RAMPUR: More than half the voters in the Indian city of Rampur are Muslim, but its member of parliament is a staunch supporter of Prime Minister Narendra Modi’s muscular Hindu-first agenda.

It is a situation repeated across Hindu-majority India, where many consider victory for Modi’s ruling Bharatiya Janata Party (BJP) in upcoming general elections a near certainty – and see Muslim candidates as a recipe for defeat at the ballot box.

While India’s 220 million Muslims make up a little under a fifth of its 1.4 billion population, Muslim representatives in parliament have almost halved to less than five per cent since the 1970s.

“Everyone wants a connect with BJP,” said Ghanshyam Singh Lodhi, who is confident of re-election as MP for Rampur in Uttar Pradesh state when the six-week-long elections begin on Apr 19.

Lodhi, a Hindu, replaced Rampur’s Muslim MP in a 2022 by-election, jumping ship from the last lawmaker’s party to become a BJP loyalist.

Muslim leaders worry at the lack of representation.
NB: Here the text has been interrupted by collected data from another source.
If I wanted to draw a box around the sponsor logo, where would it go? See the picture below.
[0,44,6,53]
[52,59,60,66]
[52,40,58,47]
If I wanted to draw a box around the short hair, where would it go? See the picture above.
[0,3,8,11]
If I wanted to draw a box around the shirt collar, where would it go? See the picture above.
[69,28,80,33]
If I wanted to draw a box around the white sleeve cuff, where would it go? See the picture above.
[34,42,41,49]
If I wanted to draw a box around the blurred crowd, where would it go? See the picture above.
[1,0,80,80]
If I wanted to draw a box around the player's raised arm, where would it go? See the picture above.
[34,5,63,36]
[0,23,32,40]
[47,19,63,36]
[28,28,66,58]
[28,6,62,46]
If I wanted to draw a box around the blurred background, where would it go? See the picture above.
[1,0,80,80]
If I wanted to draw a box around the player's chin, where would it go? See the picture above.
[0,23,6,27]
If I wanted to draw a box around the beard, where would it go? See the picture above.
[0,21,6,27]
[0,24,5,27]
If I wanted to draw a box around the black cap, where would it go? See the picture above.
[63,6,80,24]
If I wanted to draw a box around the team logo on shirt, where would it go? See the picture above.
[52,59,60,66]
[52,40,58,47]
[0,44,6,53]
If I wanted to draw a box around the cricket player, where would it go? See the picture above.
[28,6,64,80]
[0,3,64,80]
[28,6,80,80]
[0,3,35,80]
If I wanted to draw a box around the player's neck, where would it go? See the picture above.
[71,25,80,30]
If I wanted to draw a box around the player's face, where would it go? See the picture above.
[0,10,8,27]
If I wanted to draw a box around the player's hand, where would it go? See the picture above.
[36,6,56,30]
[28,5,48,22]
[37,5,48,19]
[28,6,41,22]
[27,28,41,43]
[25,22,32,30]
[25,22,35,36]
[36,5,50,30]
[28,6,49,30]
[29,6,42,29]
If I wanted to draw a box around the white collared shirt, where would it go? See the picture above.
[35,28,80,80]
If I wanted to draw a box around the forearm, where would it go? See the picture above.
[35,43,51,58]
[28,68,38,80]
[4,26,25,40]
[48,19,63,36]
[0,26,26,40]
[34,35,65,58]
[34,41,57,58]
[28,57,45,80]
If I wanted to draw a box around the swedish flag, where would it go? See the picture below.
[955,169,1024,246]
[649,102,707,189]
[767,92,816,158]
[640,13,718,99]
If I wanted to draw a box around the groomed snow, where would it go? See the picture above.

There were just 27 Muslim MPs in the 543-seat lower house in parliament – and none of them were among the BJP’s 310 lawmakers.

Ziya Us Salam, author of a book on Muslims in India, says members of the faith had for decades placed their trust in secular parties, a process that created an “acute absence of Muslim leadership”.

Today, an overtly Muslim leader would be challenged as stoking sectarian divisions, yet few question when Modi champions constitutionally secular India as a “Hindu Rashtra”, or Hindu state.

“Nobody talks of (Modi) being the leader of only Hindus,” Salam said.

He also argues that successive gerrymandering policies since independence in 1947 have redrawn electoral boundaries to split areas with substantial Muslim populations.


Rampur has elected Muslim MPs 15 out of 18 times since 1952.

But Kanwal Bharti, a 71-year-old activist and writer from the city, said the BJP’s dominance means that it “doesn’t seem possible anymore” for a Muslim candidate to win Rampur.

Rampur’s last Muslim MP was veteran politician Mohammad Azam Khan – but he quit after more than 80 legal cases were brought against him, ranging from land grabbing to intimidating government officials.

His supporters said many of the accusations were years old and that charges had only been belatedly brought after the BJP won state elections in 2017.

Khan was jailed for three years in 2023 for hate speech against BJP rivals.